I am currently implementing a sqlite dll extension for having the regexp replace...
it is so useful that I decided to share it with you all.
first of all, I went with boost + icu because I met some issues with Qt. I still didn't find any workaround for using Qt...
I am working on a mac os x 10.6.3 and I don't know if it works on other platform, maybe yes, maybe not... Let me know :-)
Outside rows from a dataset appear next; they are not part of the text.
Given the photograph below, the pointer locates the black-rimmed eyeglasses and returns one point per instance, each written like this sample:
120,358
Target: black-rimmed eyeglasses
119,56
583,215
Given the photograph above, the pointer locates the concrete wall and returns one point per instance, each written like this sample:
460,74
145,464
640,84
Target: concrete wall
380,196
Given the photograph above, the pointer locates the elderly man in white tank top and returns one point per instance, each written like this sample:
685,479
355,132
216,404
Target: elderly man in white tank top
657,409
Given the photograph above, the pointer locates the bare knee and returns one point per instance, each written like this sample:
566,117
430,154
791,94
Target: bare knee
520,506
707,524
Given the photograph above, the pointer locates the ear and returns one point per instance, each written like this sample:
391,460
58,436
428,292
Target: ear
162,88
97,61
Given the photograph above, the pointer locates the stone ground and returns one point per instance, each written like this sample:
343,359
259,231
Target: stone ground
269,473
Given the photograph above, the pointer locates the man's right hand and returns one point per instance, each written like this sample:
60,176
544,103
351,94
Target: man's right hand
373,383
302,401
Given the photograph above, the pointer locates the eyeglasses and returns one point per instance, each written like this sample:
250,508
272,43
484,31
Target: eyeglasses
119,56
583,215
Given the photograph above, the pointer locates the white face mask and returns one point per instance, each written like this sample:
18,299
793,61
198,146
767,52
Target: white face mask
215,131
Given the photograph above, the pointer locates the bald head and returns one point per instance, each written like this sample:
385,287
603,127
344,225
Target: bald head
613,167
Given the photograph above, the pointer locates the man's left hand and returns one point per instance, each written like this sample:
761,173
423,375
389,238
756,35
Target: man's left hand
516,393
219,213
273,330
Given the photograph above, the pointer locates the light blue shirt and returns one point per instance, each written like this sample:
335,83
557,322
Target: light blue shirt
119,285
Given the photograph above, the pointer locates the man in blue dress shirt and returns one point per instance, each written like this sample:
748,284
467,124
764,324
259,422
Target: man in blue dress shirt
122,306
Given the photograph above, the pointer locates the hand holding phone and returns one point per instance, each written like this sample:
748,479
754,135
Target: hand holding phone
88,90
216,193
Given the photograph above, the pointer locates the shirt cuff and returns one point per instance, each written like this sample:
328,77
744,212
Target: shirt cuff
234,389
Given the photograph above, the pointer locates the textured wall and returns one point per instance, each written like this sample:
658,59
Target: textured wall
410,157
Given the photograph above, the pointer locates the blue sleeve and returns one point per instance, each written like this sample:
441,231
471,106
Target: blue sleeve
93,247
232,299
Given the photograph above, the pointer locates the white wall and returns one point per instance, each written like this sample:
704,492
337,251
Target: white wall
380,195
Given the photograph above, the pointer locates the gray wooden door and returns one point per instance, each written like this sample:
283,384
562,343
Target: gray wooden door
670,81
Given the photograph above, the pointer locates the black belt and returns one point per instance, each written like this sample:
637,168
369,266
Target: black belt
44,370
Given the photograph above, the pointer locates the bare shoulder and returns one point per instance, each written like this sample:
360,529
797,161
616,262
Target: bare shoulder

I made a c++ file that I named sqliteextensions.cpp
#include "/usr/local/include/sqlite3ext.h"
SQLITE_EXTENSION_INIT1
#include <unicode/unistr.h>
#include <boost/regex/icu.hpp>
using namespace std;
extern "C" void sqlite3_regexp_replace(sqlite3_context *context, int argc, sqlite3_value **argv){
UnicodeString column_value_uft8 = UnicodeString::fromUTF8((const char*)sqlite3_value_text(argv[0]));
const unsigned char* pattern_utf8 = sqlite3_value_text(argv[1]);
UnicodeString pattern_replace_utf8 = UnicodeString::fromUTF8((const char*)sqlite3_value_text(argv[2]));
const boost::u32regex e = boost::make_u32regex(pattern_utf8); //from docs: UTF-8 when char size = 1
UnicodeString us = boost::u32regex_replace(column_value_uft8, e, pattern_replace_utf8);
string cs;
us.toUTF8String(cs);
sqlite3_result_text( context, cs.c_str(), -1, SQLITE_TRANSIENT );
}
extern "C" int sqlite3_extension_init(
sqlite3 *db,
char **pzErrMsg,
const sqlite3_api_routines *pApi
){
SQLITE_EXTENSION_INIT2(pApi)
sqlite3_create_function(db, "regexp_replace", 3, SQLITE_UTF8, 0, sqlite3_regexp_replace, 0, 0);
return 0;
}
then you compile this file using the command line below:
g++ -O3 -shared src/sqliteextensions.cpp \
-arch x86_64 -Xarch_x86_64 \
-framework CoreFoundation \
-L/usr/local/lib/ -lboost_regex \
-licudata -licui18n -licuio -licule -liculx -licutu -licuuc \
-o ../libsqliteextensions.dylib
now run sqlite3 (for me located in /usr/local/bin/ to have the latest version that I installed)
and type this command:
.load ../../libsqliteextensions.dylib
now you can use the regexp_replace function like:
update mytable set myfield = regexp_replace(myfield,'^[ \t]+','')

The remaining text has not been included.